My research centres on South Asian literature in the period immediately preceding and following India's Independence in 1947. Working primarily with sources in Hindi and Marathi, I focus on the ways in which writers and intellectuals working in South Asian languages articulated ideas of the international and the planetary while innovating within the intellectual and aesthetic frameworks of their literary cultures. The mid-twentieth century combines rapid political, social, and cultural change with a shift in the perceived relation of the self to the world, prompted in part by changes in technology and scientific knowledge. It thus provides an ideal ground to examine how writers and intellectuals responded by creating new literary forms and aesthetic philosophies.

While at IIAS, my project, “The Cold War Poetics of Muktibodh: a Study of Hindi Internationalism, 1943-1964,” is based on my doctoral dissertation. My project focuses primarily on the work of Hindi writer Gajanan Madhav Muktibodh (1917-1964). My work argues that Muktibodh's writings are a crucial means for understanding post-Independence modernity in the Hindi-speaking world. Without taking into account the ways in which his work was able to bring into poetic life a range of issues—not least a new imagination of the world in the wake of Indian independence—our understanding of modern South Asian literature would be radically incomplete. Through a series of contextualized close readings, and an understanding of his Marxian-Romantic aesthetics and the centrality within it of the critical imagination, I contend that Muktibodh's works, and especially his fantastic, allegorical long poems, expressed the anxieties of the post-Independence middle class. In this way, an understanding of Muktibodh's writings affords a window into a period during which South Asian thinkers transitioned from the struggle for independence to the question of how they might speak on an international stage.

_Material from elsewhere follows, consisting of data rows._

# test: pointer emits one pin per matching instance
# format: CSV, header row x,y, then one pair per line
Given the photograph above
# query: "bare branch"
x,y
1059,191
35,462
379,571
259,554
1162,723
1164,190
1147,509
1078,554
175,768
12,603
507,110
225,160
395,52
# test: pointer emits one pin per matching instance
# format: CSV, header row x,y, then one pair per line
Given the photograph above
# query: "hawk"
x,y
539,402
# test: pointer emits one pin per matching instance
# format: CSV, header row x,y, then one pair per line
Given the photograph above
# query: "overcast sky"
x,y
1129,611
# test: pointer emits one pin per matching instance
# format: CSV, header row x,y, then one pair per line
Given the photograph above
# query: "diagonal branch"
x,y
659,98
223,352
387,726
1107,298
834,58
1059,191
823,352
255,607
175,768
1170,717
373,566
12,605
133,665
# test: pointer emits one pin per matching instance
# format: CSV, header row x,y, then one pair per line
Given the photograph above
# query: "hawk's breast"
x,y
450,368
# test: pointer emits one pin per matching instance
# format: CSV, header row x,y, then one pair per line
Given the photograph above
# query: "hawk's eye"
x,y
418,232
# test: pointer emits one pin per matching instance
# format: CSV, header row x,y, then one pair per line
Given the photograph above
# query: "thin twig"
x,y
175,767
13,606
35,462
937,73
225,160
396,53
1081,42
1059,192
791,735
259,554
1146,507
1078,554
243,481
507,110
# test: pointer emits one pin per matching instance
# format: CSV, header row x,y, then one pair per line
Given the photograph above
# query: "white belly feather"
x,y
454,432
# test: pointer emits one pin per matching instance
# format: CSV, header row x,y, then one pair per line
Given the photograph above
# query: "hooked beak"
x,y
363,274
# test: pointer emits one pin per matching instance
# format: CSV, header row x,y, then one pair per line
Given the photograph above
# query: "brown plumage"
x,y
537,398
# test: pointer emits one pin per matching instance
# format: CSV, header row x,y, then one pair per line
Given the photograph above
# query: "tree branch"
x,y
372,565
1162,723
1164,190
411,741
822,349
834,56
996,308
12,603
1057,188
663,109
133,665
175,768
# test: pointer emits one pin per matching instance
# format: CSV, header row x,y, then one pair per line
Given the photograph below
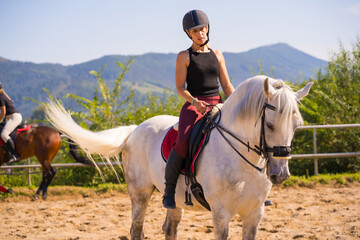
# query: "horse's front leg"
x,y
47,180
38,192
251,223
173,218
139,202
221,219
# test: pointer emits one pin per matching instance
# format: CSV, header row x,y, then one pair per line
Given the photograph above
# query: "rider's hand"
x,y
200,106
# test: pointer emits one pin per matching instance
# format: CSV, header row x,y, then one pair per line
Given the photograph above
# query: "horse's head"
x,y
281,117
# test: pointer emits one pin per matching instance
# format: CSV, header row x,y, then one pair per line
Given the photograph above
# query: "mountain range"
x,y
151,72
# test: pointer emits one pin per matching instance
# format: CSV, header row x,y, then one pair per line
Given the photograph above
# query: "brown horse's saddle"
x,y
199,138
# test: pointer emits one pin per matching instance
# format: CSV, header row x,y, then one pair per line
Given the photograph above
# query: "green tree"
x,y
334,99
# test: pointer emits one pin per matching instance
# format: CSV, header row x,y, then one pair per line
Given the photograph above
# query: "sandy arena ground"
x,y
324,212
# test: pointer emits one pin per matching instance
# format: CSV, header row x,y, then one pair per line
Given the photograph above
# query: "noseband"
x,y
263,150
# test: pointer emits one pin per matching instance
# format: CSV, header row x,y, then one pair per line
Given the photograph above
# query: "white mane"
x,y
248,99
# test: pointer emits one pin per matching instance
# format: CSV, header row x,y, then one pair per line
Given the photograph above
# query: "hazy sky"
x,y
75,31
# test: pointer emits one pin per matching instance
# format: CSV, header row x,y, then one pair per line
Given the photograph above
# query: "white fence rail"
x,y
314,155
317,155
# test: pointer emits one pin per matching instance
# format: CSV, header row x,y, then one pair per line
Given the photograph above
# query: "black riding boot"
x,y
11,147
172,171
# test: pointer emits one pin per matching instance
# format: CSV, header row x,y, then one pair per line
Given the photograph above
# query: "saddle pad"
x,y
18,130
169,142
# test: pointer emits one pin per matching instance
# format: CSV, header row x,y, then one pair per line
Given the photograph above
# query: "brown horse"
x,y
42,142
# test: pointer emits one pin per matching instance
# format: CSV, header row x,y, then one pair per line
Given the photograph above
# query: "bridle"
x,y
262,150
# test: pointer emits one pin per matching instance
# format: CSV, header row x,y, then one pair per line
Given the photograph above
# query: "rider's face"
x,y
198,35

In my manuscript, I will expand on my readings of Muktibodh's works to produce a larger analysis of Hindi literature in the post-Independence era. Through taking into greater account the influence of the literature of the 1920s and 1930s on post-Independence writers, as well as the historiography of the critical and aesthetic debates between the pragativad (progressive) and prayogvad (experimental) schools of Hindi literature, I will explore the literary history of Hindi as an exemplary literature of the twentieth century. I will also situate my project in a fuller account of the cultural and literary history of the Cold War, and will thus show how South Asian literary cultures make up a crucial part of the literary history of the twentieth century.